Most parents are probably so focused on just getting our kids to play an instrument that we don't give much thought to the question: "What's the right instrument for my child?"
Quite honestly, on the list of things I'm supposed to keep in mind as a parent, I never knew such a question existed. Until now.
Ron Chenoweth is the band and orchestra division manager for Ken Stanton Music, a Georgia-based music education company with nearly 100 teachers providing more than 1,000 lessons every week.
Part of Chenoweth's job includes managing a team that regularly goes into schools to help band directors determine what instrument each student should play. Two things he and his colleagues are always looking at are body type and personality.
Best instruments for kids who like center stage
If a child likes to be the star of the show, Chenoweth might steer the child to the flute because flutists tend to stand in front of the band.
"I look for the kid that's smiley, happy, sometimes talkative, rather than just very, very quiet," said Chenoweth, who has been with Ken Stanton Music for 16 years. "They usually are asking questions and they'll say, 'Well, I want to do this because ... ' and so they're telling you their story."
Other instruments for extroverts, Chenoweth says, are the saxophone and trumpet.
"They tend to be lead instruments, whether a jazz band or a show band. They play that higher melodic part, and these kids tend to be almost uncontrollable at some point," he said with a laugh. "But they just are very outgoing. You don't really see the quiet ones go that way."
How body type factors in
Physical characteristics can determine the best instrument for a child too. Take the bassoon, for example, which isn't ideal for small kids.
"The bassoon, when assembled, is almost 6 feet tall, and the spread of the finger holes is ridiculous," he said.
Someone with very small lips might be better suited for the trumpet or French horn, while someone with larger lips might have trouble playing those instruments, according to Chenoweth.
"The cup size of a trumpet or a French horn would be too small, and they wouldn't actually be able to produce a good sound," said Chenoweth, who played the French horn in his high school and college marching bands and has been involved in music education ever since.
"And then sometimes you're surprised. ... Somebody you thought 'Oh, they'll never get the sound out of this trumpet,' and away they go."
I asked Chenoweth what personality and physical attributes might lead to success with other instruments:
• Oboe: An important trait for mastering this "very intricate" instrument is "above average intelligence," according to Chenoweth.
• Tuba: An excellent choice for students with larger lips, he said.
• Trombone: The player's front teeth should be even. "You want a nice bite that shouldn't be in need of orthodontia," he said.
• Violin: Kids can start playing as early as 2 to 3 years old. "I think because they have varying sizes, it makes them rather universal," said Chenoweth, who started playing the clarinet in the fourth grade.

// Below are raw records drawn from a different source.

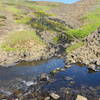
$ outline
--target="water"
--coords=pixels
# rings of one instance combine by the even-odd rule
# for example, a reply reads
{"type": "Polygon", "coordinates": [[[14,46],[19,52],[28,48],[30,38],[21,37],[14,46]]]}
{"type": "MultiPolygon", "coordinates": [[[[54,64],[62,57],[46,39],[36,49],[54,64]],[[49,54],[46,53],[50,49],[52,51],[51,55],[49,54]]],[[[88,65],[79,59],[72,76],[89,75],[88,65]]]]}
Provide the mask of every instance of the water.
{"type": "MultiPolygon", "coordinates": [[[[58,67],[64,68],[64,66],[65,63],[63,59],[54,58],[37,63],[36,65],[23,63],[8,68],[0,67],[0,91],[2,89],[10,91],[22,87],[26,88],[26,85],[34,84],[34,80],[41,73],[50,74],[52,70],[58,67]],[[22,82],[26,85],[23,85],[22,82]]],[[[59,91],[63,87],[69,87],[73,90],[85,87],[92,90],[95,89],[95,95],[96,93],[100,93],[100,72],[91,72],[86,66],[80,67],[80,65],[73,64],[71,68],[55,74],[53,79],[55,79],[53,82],[44,84],[43,89],[59,91]]],[[[93,91],[91,93],[93,93],[93,91]]]]}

• Piano: Long fingers or large hands are desirable, and so is being a good thinker. "Physically they're going to need good dexterity with their hands," said Chenoweth. "You would probably look for a propensity to something analytical, somebody who might show a little bit of inquisitiveness."
Let them play what they want to play
Even before you start assessing whether an instrument matches your child's personality, or if they have the right body type for success, you should let your child be the guide, Chenoweth says.
"My first thing is you have to get them onto an instrument that they first are interested in because if there's little interest in playing it, there will be the same amount of success -- very little," he added.
Try not to push them to play what you played, said Chenoweth. "Private lessons at home with the parent are not necessarily going to be successful," he said with a laugh.